Like Amadeus, South Africa’s Club Travel is this year celebrating 30 years in travel. We decided to chat to CEO Wally Gaynor about his experiences in the travel industry over the past 30 years.
What have been the main changes in the way people travel 30 years ago and now?
When I opened Club in 1987 my first negotiated Airline deal was with Sabena Belgium Airlines. It caused a stir as the Industry which was still regulated in 1987 by IATA.
The “discounted fare” I negotiated was R3 750 Jo’burg to London return. This translates in today’s money to R34 000. Nowadays, you can still get to London for around R8 000. This goes to prove that the biggest change is that Travel has become more affordable to average people over the last 30 years.
What are you missing about the ‘good old times’ of travel 30 years ago? What has been the good, the bad and the ugly?
The good for me – who is passionate about travel and who believes that everyone should have that opportunity to explore the World – is that Travel now is more accessible to more people.
The bad and the ugly is the way the traditional airlines have forgotten how to be human. They have used technology to cut costs, the most expensive cost being humans. The result is very profitable entities, but they have now gone so far that it’s affecting the product and customer experience and the clients are deserting them.
What are you definitely not missing?
I’m definitely not missing the way IATA controlled pricing 30 years ago!
Which technology has made the most impact on travel in the past 30 years?
The Internet is the greatest revolution to hit the world in the 20th century and changed the entire Travel Industry. Like most other industries, access to information and technology has changes all our lives completely.
What has been the scariest development in travel over the past 30 years?
The scariest thing is the perception that automation and technology can or will completely replace humans and not just the repetitive functions that humans don’t like doing anyway.
How has the role of the travel agent changed over the last 30 years?
Then, Travel Agents generally made their money selling air tickets and little else. Today that basic A to B air ticket is more efficiently done by technology. Yes, A to B to C to D to E is often more better done by a human, but generally agents are selling more diverse services/products then they were 30 years ago.
An agent today is either taking away the pain of a traveller or company having to do everything themselves and hopefully saving and adding value in the process, or they are specialising promoting and selling aspirational Travel.
What were the biggest fears in the travel industry 30 years ago? How has the industry dealt with these fears?
I think 30 years ago there was a much smaller pool of travellers and a lot more agents chasing them. Then, the rumours of commission capping started, which horrified and scared the Industry. At that time, you earned 9% on the base fare which was 95% of the ticket. Today, I would hate to be living on 9% of a base fare which is now often 10% of the ticket with the rest made up of Taxes. How funny is that?
Thirty years ago, we were agents of the airlines now we are consultants to travellers.
A bit more about yourself: where were you 30 years ago? What were your dreams at that time?

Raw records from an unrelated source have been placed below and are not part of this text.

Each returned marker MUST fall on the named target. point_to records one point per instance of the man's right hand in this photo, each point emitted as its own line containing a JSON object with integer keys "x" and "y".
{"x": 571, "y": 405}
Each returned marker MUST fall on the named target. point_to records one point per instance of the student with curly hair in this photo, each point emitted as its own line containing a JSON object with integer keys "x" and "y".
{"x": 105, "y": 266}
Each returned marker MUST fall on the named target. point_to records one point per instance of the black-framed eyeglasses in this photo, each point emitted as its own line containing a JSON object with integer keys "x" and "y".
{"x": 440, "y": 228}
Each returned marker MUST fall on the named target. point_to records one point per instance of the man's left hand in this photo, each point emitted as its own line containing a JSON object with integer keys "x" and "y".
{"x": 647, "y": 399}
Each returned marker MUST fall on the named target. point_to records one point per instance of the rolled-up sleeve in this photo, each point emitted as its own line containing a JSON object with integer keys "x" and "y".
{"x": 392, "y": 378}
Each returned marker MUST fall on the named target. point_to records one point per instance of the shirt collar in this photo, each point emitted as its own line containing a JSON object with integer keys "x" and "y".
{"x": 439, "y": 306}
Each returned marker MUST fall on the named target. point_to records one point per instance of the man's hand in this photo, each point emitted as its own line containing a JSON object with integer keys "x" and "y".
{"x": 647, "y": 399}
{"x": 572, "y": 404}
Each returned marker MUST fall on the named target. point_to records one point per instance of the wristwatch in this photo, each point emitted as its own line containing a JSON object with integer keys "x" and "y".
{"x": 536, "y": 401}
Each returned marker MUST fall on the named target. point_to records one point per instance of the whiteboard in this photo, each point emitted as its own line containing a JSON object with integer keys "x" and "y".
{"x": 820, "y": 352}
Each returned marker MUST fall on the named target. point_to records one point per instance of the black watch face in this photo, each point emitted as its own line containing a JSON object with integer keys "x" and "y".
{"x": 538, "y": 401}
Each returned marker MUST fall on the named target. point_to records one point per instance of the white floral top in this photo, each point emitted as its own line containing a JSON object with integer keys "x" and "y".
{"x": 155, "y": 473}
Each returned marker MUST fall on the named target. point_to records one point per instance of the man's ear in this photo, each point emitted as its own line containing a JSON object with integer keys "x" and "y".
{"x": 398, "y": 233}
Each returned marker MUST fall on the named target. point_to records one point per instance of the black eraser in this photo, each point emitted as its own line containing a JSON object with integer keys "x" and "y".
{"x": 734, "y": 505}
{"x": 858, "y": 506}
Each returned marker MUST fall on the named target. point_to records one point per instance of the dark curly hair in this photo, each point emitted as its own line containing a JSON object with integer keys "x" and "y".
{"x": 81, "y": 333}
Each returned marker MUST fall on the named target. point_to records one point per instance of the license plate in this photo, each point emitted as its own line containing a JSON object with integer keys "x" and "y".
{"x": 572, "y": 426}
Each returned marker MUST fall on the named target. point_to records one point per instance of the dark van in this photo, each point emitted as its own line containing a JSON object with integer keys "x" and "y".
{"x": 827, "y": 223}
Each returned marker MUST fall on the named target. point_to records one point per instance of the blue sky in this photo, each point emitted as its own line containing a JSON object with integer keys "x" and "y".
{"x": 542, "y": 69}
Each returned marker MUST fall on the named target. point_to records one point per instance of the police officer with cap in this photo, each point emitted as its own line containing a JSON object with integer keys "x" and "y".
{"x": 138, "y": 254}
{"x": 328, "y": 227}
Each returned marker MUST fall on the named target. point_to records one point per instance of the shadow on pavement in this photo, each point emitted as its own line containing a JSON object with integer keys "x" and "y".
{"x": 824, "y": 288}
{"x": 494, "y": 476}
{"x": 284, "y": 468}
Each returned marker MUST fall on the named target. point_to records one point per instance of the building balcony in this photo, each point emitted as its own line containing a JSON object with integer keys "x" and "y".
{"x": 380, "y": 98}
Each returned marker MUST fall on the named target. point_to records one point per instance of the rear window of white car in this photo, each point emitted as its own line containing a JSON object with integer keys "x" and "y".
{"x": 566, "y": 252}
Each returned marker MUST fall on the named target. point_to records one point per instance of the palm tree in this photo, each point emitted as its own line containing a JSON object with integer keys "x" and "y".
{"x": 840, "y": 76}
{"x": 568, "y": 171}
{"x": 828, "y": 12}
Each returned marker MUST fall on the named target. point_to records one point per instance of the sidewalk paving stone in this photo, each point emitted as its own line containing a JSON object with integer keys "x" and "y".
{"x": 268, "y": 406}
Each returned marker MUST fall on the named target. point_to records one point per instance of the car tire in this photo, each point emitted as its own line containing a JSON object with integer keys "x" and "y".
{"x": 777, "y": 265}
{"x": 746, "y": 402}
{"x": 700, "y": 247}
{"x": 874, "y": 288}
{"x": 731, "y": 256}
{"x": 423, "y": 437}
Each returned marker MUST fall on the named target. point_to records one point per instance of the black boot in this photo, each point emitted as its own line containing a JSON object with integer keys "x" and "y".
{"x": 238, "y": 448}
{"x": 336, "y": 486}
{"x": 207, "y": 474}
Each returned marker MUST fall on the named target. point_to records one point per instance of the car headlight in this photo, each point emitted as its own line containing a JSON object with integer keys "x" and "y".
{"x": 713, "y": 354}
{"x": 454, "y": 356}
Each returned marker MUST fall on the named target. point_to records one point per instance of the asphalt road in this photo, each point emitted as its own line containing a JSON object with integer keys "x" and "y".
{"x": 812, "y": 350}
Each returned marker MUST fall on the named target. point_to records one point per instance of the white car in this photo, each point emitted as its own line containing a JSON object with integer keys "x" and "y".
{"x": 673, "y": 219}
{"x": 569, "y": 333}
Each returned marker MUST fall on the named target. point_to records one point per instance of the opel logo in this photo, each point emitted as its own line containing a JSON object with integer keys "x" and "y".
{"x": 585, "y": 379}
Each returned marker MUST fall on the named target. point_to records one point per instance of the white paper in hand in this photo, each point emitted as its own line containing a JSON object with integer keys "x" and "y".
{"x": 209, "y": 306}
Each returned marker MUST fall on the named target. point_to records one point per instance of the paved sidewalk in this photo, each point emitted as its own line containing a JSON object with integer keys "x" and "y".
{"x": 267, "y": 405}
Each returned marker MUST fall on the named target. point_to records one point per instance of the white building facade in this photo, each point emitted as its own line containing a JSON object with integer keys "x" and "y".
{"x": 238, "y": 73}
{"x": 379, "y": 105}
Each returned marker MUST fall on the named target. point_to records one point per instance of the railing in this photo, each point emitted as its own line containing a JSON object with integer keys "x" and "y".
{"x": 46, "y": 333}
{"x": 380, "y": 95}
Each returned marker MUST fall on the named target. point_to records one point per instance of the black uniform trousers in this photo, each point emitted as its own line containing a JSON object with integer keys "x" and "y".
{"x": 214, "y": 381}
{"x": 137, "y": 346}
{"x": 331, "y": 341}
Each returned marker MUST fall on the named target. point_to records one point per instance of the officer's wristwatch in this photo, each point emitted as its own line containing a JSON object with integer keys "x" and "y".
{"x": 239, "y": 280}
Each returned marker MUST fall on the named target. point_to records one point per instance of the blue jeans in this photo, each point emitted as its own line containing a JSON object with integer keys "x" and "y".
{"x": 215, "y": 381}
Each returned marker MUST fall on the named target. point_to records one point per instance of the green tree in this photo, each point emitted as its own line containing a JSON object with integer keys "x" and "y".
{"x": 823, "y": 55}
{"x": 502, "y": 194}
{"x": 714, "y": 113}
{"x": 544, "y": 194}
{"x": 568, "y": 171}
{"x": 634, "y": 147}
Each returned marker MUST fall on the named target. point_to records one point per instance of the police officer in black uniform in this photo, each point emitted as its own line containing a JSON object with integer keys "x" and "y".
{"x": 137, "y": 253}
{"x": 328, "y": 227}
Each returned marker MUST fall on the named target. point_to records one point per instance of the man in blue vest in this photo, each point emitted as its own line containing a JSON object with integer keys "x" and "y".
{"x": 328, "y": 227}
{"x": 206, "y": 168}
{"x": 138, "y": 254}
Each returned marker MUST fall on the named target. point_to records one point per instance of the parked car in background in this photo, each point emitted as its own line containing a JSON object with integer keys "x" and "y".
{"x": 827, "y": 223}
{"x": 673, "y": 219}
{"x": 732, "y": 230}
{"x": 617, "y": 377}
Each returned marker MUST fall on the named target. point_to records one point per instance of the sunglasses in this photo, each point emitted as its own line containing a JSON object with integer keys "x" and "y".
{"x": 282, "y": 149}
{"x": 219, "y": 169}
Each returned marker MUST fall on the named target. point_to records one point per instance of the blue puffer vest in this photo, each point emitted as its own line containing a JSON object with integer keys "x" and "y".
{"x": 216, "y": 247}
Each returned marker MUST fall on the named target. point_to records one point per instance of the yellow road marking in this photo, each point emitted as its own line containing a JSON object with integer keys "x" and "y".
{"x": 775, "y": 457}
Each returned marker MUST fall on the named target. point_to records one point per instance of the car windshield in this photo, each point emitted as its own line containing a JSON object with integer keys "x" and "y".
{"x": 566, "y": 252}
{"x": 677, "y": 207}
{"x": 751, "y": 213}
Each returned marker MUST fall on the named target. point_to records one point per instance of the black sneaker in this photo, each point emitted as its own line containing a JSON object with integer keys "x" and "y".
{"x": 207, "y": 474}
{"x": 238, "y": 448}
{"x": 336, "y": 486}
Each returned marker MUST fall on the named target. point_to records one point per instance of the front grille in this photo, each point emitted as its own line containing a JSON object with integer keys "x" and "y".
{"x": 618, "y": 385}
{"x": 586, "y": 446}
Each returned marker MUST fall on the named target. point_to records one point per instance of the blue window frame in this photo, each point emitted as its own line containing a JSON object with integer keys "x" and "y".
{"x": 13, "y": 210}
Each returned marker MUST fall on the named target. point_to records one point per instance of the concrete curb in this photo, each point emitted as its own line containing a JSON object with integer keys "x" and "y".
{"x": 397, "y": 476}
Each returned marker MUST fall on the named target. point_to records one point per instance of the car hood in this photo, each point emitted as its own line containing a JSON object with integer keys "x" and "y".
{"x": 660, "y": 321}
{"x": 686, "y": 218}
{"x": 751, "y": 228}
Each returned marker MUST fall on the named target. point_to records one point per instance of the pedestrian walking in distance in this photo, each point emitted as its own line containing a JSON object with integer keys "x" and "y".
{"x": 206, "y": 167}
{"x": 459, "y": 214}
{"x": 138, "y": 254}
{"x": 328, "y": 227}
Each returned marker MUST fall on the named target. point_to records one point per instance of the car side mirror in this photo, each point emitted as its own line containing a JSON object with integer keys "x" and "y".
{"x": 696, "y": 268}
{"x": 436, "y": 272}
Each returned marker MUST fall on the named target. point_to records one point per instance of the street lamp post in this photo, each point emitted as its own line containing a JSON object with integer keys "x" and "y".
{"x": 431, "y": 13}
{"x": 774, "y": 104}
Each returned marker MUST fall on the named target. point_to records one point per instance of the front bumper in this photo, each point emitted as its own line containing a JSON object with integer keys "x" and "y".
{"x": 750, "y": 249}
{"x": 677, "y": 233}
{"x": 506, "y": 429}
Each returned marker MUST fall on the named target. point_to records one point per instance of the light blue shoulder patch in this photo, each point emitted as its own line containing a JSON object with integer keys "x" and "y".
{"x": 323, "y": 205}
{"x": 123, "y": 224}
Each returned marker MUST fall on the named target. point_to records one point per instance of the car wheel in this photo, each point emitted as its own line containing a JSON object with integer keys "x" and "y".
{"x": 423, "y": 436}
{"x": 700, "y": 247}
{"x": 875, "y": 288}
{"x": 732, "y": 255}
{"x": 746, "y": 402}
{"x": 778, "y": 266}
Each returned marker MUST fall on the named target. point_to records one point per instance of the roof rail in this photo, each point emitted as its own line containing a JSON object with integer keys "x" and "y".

Have you accomplished your goals?
My aim was to have just one very successful Travel Agency that challenged the status quo in a very regulated Travel Industry. However, human nature being what it is, the success of the first shop led to another.
My regret – and possibly my saving grace – was that I never borrowed money to expand more quickly when Flight Centre arrived and changed the face of traditional leisure Travel in South Africa. There is nothing like great competition to make you re-look at and re-engineer your business.
I quickly saw that technology and not Travel shops was where Club’s future lay.
Where do you see travel in 30 years?
From the Club point of view, we are now a technology company selling Travel while recognising that accessible humans behind the technology is the key to future success. Now or in 30 years, we will never forget about the client experience.